Lâkin bu noktada bu bahsedilen broşürün Yeryüzünün Lanetlileri’nden
yapılmış alıntılardan oluşan üçüncü broşür olup olmadığını anlamak için
Harkabi’ye bakmak gerekiyor.[23] Harkabi de çalışmasında broşürün adını Arapça
hâliyle ama Latin harfleriyle veriyor. Araştırma sonucu ben bu broşürün adını
Filistin Çalışmaları Kütüphanesi Enstitüsü’nde yardım etmeyi seven bir
kütüphaneci sayesinde, Yezid Sayigh’in Arapça kaynaklar kitabında
rastlıyorum.[24]
Devrim
ve Şiddet Kurtuluş Yoludur [el-Savra ve el-Unf Tarikü’t Tahrir]
isimli Fetih broşürü incelemesi[25] bize broşürün neredeyse tamamının (s. 5-21)
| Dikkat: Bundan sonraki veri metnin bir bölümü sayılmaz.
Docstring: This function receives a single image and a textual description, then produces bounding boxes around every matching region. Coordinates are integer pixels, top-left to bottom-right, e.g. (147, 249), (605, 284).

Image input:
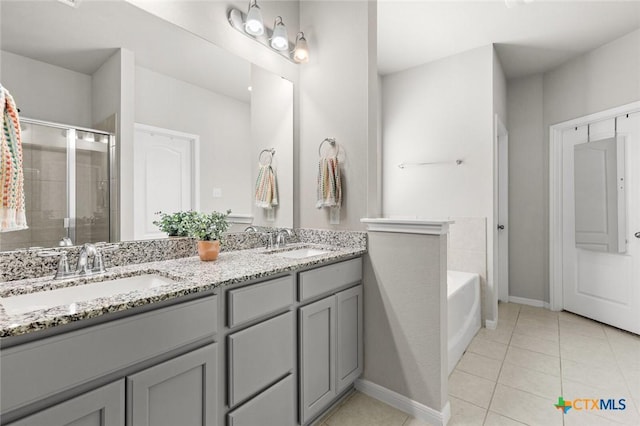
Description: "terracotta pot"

Yeryüzünün Lanetlileri’nin İkinci Bölüm’ünden yapılmış alıntılardan
oluştuğunu, sondaki birkaç sayfada (s. 22-30) ise “Şiddet” başlıklı Birinci
Bölüm’den alındığını ortaya koyuyor. Broşür, şiddetle ilgili pasajları
içeriyor. Son sayfalarda “Şiddet Halkın Hastalıklarını İyileştirir” (s. 24)
türünden altbaşlıklara rastlanıyor ki bu, kitabın 1966 tarihli çevirisinde
geçen “şiddet kişileri zehirden arındırır” (s. 92) cümlesini andırıyor.
Ama
öte yandan Fanon gibi broşür de bunun dışında başka konuları ihtiva ediyor.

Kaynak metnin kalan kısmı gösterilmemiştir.